Clinical follow-up data is still accumulating, but the longest published follow-up for mesh-supported breast procedures extends past six years, with a mean follow-up of about two years and two months in one key study. Researchers in that study found that reconstructing the internal support system with biocompatible mesh effectively prevented recurrent sagging. Earlier attempts to solve this problem with other materials failed, likely because they didn’t account for the breast’s natural ligament anatomy in the same way.

That said, no breast lift (with or without mesh) is permanent. Aging, gravity, hormonal changes, and weight fluctuations will continue to affect breast tissue. The realistic expectation is that an internal bra extends the window of good results significantly compared to a standard lift, not that it freezes your breasts in place forever.

Risks and Complications

The complication profile is broadly similar to other breast surgeries, with a few mesh-specific considerations. In a randomized controlled study comparing biological and synthetic mesh in breast reconstruction, seroma (fluid collection under the skin) was the most common complication. Seroma rates were notably lower with synthetic mesh at about 8% compared to 38% with biological mesh. Infection rates were also lower with synthetic mesh: none of the 24 patients in the synthetic group developed an infection, versus 12.5% in the biological group.

Other potential complications include the standard surgical risks of bruising, swelling, scarring, and changes in nipple sensation. With any mesh, there’s a possibility the edges could become palpable (you might feel the mesh through your skin), though this risk decreases as the mesh dissolves and integrates with your own tissue. Capsular contracture, where scar tissue tightens around an implant and makes the breast feel firm, occurs at similar rates whether mesh is used or not.

Recovery Timeline

Recovery from internal bra surgery follows a pattern similar to breast revision or augmentation procedures. You’ll wake up with bandages around your chest and will likely need to wear a surgical compression bra for several weeks. This external support protects the mesh while it begins integrating with your tissue.
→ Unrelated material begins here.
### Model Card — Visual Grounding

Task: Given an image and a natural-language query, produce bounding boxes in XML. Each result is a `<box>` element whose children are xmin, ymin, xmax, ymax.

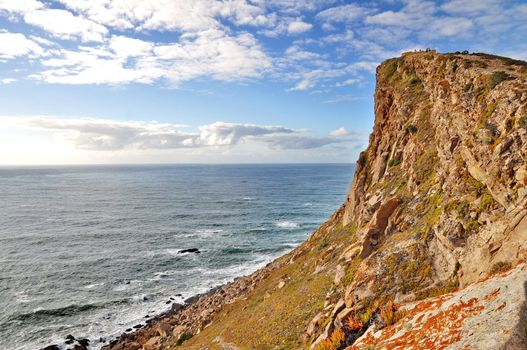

Most people can return to a desk job within seven to ten days. Physical activity needs to be limited more carefully than with some other surgeries because the mesh needs time to anchor securely. Heavy exercise, lifting, and vigorous upper-body movement are typically off-limits for at least the first two weeks, and you should be gentle with your breasts for at least a full month beyond that. Your surgeon will give you specific guidance based on the extent of your procedure, but expect the full recovery arc to span several weeks before you feel close to normal, with final results continuing to settle over the following months as the mesh slowly integrates and dissolves.